Este ha sido un año difícil para Facebook. La red social más grande del mundo ha estado bajo intenso escrutinio a partir de que se reveló que Cambridge Analytica otuvo acceso a millones de perfiles para influir en las elecciones de Estados Unidos y, aparentemente, permitió la injerencia de Rusia. Zuckerberg tuvo que presentarse ante el Congreso y el Senado de Estados Unidos para responder numerosos cuestionamientos.

En respuesta a un clima enrarecido de serio cuestionamiento, Facebook ha hecho importantes cambios que al parecer podrían no ser muy rentables, aunque son indispensables para sanear su imagen pública. Entre ellos está una mayor transparencia, más privacidad y un giro más hacia lo social y menos hacia las noticias (la idea es ser, otra vez, más una red social y menos un medio).

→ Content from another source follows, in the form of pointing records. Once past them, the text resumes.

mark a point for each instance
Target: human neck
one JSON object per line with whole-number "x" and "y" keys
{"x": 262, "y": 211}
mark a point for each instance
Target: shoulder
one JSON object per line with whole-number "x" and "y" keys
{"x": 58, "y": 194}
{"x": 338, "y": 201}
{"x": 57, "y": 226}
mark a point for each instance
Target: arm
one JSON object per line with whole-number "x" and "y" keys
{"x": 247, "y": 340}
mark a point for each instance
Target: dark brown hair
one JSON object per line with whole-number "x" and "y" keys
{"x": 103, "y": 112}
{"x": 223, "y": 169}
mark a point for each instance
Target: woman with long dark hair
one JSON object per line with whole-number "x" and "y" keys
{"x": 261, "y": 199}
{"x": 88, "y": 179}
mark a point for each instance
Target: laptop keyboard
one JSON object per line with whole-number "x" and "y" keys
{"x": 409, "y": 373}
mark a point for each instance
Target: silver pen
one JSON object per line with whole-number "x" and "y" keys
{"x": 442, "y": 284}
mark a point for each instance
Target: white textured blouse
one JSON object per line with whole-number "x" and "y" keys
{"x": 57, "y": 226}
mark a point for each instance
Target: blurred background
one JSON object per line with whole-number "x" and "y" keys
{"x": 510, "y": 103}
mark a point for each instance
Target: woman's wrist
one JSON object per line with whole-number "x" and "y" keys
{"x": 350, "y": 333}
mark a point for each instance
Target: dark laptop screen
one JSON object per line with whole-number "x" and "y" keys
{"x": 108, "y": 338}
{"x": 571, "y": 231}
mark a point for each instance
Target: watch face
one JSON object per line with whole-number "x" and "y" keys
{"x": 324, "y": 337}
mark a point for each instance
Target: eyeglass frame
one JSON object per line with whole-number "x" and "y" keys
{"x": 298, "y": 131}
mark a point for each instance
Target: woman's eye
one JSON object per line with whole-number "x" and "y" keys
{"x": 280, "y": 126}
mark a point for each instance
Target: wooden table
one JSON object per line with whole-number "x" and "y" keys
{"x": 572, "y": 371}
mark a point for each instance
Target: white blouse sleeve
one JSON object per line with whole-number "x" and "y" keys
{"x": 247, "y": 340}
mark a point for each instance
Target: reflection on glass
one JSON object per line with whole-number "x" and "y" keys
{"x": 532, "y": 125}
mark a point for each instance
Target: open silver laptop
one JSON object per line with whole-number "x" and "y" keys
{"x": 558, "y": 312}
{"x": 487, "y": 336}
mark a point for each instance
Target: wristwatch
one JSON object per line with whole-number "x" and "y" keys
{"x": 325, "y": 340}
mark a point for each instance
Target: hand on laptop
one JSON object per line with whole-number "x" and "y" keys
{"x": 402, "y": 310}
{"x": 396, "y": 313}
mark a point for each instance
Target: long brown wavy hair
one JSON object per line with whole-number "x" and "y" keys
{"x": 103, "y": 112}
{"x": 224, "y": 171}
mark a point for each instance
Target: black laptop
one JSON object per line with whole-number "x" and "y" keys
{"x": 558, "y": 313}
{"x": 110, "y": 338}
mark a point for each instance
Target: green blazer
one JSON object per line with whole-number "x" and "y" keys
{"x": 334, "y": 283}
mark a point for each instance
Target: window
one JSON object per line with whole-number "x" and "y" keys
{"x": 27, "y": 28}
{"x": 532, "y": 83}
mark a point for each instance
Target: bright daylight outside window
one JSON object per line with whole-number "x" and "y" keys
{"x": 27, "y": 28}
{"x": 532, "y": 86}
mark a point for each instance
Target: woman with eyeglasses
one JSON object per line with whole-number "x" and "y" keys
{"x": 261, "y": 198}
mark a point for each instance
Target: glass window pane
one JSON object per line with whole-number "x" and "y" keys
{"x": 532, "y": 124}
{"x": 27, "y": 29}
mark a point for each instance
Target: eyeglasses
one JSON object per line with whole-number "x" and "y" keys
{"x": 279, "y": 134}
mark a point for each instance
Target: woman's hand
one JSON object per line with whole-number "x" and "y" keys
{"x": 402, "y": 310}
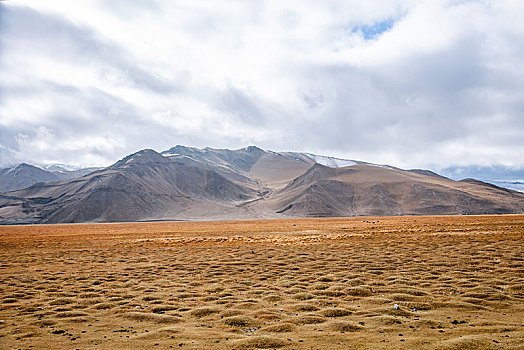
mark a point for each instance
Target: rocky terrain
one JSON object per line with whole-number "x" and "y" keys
{"x": 185, "y": 183}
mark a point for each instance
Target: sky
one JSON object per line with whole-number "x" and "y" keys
{"x": 409, "y": 83}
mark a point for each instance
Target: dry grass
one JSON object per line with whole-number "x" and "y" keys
{"x": 457, "y": 283}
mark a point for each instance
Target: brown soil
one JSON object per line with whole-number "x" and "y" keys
{"x": 442, "y": 282}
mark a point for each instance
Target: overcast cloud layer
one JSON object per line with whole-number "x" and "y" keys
{"x": 425, "y": 84}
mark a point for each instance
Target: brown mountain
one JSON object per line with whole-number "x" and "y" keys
{"x": 24, "y": 175}
{"x": 196, "y": 184}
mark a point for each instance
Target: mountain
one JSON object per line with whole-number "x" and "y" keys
{"x": 142, "y": 186}
{"x": 24, "y": 175}
{"x": 185, "y": 183}
{"x": 371, "y": 190}
{"x": 66, "y": 172}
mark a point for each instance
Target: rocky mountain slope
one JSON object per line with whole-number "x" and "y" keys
{"x": 24, "y": 175}
{"x": 186, "y": 183}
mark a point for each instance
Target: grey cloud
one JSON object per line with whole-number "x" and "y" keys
{"x": 62, "y": 40}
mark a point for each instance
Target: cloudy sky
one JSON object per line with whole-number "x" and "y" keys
{"x": 426, "y": 84}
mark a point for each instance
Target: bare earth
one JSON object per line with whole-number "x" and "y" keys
{"x": 291, "y": 284}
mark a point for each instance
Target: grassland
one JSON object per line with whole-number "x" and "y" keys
{"x": 373, "y": 283}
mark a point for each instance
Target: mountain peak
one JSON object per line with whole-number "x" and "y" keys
{"x": 142, "y": 157}
{"x": 253, "y": 149}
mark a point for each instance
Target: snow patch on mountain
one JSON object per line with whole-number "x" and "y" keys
{"x": 331, "y": 162}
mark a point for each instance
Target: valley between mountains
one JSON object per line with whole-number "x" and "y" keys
{"x": 186, "y": 183}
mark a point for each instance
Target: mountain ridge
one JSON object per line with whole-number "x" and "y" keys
{"x": 185, "y": 183}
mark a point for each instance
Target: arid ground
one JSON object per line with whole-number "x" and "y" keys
{"x": 447, "y": 282}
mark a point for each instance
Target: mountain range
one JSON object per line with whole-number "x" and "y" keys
{"x": 185, "y": 183}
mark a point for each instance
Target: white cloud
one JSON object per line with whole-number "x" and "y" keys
{"x": 409, "y": 83}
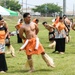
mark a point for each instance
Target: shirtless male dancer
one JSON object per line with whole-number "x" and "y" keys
{"x": 30, "y": 29}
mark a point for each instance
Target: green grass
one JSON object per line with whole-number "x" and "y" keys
{"x": 65, "y": 64}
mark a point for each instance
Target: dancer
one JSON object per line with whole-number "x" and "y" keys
{"x": 31, "y": 30}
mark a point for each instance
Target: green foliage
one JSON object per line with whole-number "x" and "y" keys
{"x": 11, "y": 4}
{"x": 49, "y": 8}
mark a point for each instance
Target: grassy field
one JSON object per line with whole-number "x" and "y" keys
{"x": 65, "y": 64}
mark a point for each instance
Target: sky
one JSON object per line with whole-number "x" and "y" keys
{"x": 70, "y": 4}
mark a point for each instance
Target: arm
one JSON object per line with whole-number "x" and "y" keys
{"x": 21, "y": 31}
{"x": 37, "y": 29}
{"x": 73, "y": 26}
{"x": 7, "y": 30}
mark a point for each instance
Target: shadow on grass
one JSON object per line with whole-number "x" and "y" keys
{"x": 23, "y": 71}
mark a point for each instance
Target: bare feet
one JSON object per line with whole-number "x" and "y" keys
{"x": 61, "y": 53}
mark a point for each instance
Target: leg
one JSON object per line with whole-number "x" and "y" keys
{"x": 48, "y": 59}
{"x": 12, "y": 51}
{"x": 52, "y": 45}
{"x": 30, "y": 62}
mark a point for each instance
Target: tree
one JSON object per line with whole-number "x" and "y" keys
{"x": 48, "y": 8}
{"x": 10, "y": 4}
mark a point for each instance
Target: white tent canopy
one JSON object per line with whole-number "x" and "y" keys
{"x": 3, "y": 11}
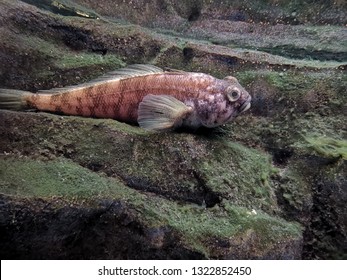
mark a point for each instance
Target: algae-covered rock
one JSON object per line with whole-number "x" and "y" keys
{"x": 269, "y": 185}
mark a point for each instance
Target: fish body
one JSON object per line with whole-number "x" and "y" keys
{"x": 146, "y": 94}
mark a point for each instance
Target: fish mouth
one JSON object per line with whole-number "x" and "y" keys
{"x": 246, "y": 105}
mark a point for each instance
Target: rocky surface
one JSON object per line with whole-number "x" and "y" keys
{"x": 270, "y": 185}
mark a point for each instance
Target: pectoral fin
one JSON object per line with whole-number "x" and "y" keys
{"x": 161, "y": 112}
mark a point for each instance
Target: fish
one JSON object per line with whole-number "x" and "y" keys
{"x": 154, "y": 98}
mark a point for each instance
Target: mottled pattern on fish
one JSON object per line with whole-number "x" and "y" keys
{"x": 119, "y": 94}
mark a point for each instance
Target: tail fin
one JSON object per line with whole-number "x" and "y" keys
{"x": 11, "y": 99}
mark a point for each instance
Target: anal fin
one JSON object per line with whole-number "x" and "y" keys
{"x": 161, "y": 112}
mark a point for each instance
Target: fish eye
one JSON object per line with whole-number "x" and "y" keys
{"x": 234, "y": 94}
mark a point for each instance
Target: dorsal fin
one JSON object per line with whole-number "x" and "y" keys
{"x": 131, "y": 71}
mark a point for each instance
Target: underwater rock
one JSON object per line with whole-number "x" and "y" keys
{"x": 267, "y": 186}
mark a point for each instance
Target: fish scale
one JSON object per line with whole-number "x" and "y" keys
{"x": 146, "y": 94}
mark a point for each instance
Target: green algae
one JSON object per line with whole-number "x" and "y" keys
{"x": 62, "y": 178}
{"x": 240, "y": 174}
{"x": 326, "y": 147}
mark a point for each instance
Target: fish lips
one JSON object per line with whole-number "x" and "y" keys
{"x": 245, "y": 105}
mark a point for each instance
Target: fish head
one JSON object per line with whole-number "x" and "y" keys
{"x": 221, "y": 107}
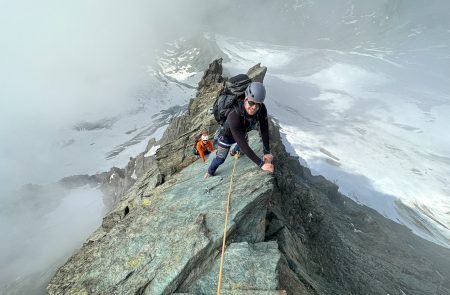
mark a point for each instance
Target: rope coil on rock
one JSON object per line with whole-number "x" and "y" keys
{"x": 219, "y": 284}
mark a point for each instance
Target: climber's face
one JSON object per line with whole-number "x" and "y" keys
{"x": 251, "y": 107}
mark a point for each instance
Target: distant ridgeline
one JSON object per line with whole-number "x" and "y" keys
{"x": 290, "y": 232}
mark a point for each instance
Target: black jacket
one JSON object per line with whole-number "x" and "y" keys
{"x": 237, "y": 125}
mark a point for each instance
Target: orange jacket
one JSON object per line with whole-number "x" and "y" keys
{"x": 201, "y": 148}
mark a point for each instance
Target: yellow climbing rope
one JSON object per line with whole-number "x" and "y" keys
{"x": 225, "y": 229}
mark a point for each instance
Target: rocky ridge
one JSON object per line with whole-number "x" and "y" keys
{"x": 291, "y": 232}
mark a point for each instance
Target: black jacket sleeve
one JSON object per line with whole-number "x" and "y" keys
{"x": 264, "y": 128}
{"x": 238, "y": 131}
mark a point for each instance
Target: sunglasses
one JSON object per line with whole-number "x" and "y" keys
{"x": 252, "y": 103}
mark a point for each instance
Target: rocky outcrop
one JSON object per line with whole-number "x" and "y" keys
{"x": 290, "y": 232}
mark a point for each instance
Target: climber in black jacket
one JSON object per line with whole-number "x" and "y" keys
{"x": 240, "y": 121}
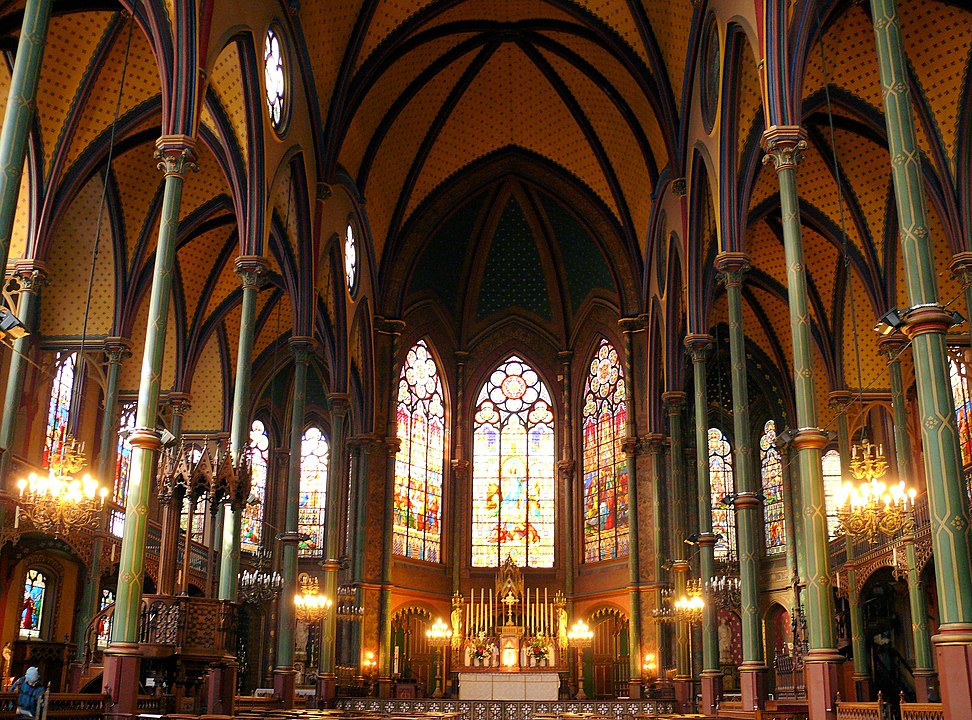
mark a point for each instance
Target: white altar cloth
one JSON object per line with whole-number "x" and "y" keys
{"x": 531, "y": 685}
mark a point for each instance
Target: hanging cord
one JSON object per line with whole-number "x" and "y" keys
{"x": 843, "y": 229}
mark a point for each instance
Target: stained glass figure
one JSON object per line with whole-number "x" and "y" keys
{"x": 312, "y": 502}
{"x": 771, "y": 468}
{"x": 722, "y": 484}
{"x": 59, "y": 408}
{"x": 418, "y": 464}
{"x": 513, "y": 469}
{"x": 251, "y": 522}
{"x": 32, "y": 607}
{"x": 605, "y": 466}
{"x": 276, "y": 79}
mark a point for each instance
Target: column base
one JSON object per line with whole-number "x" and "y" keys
{"x": 711, "y": 692}
{"x": 821, "y": 671}
{"x": 120, "y": 680}
{"x": 953, "y": 651}
{"x": 285, "y": 686}
{"x": 926, "y": 685}
{"x": 683, "y": 693}
{"x": 753, "y": 685}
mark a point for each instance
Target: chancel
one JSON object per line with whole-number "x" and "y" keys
{"x": 487, "y": 359}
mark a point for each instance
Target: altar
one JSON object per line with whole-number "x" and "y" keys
{"x": 522, "y": 685}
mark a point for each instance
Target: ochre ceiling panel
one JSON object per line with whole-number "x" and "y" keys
{"x": 511, "y": 103}
{"x": 386, "y": 91}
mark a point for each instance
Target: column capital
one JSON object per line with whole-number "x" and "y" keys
{"x": 252, "y": 270}
{"x": 176, "y": 154}
{"x": 784, "y": 146}
{"x": 302, "y": 346}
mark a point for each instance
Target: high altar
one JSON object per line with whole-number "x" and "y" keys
{"x": 510, "y": 642}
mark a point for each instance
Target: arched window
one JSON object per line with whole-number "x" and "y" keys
{"x": 771, "y": 469}
{"x": 833, "y": 480}
{"x": 418, "y": 465}
{"x": 32, "y": 608}
{"x": 312, "y": 503}
{"x": 513, "y": 469}
{"x": 605, "y": 467}
{"x": 722, "y": 484}
{"x": 251, "y": 523}
{"x": 59, "y": 408}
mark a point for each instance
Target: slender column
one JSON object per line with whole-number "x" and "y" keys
{"x": 284, "y": 676}
{"x": 674, "y": 404}
{"x": 122, "y": 658}
{"x": 699, "y": 346}
{"x": 17, "y": 121}
{"x": 747, "y": 502}
{"x": 841, "y": 400}
{"x": 251, "y": 269}
{"x": 784, "y": 148}
{"x": 393, "y": 330}
{"x": 924, "y": 671}
{"x": 31, "y": 276}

Ante esta situación, los ingresos de Facebook se vieron afectados. Si bien la compañía reportó ganancias de 13.2 mil millones de dólares, esto fue mucho menos de lo que se esperaba en Wall Street, lo cual colocó en un estado de volatilidad sus acciones, que pasaron de 217 dólares por acción hasta 176 dólares en un solo día. La pérdida es realmente monumental -cerca de 120 mil millones de dólares-, no sólo porque alcanzó el 20% del total, sino por el valor total de la empresa, por lo cual podría ser la caída de valor más grande de la historia, comparada al producto interno bruto de varios países. 

Zuckerberg, quien perdió en la jornada unos 15 mil millones, pasó en 5 minutos de ser el cuarto hombre más rico del mundo a ser el sexto. Y eso no es todo. Según se ha empezado a especular, la junta directiva de Facebook podría estar ya buscando un reemplazo para Zuckerberg, en aras de cuidar el negocio. Algo que no sería del todo raro, ya que muchas de estas compañías que cotizan en la bolsa avanzan, con el tiempo, a tener un CEO que no es el fundador. Sin embargo, Zuckerberg ha sido especialmente reticente a soltar el control de la empresa que creó cuando era un estudiante universitario.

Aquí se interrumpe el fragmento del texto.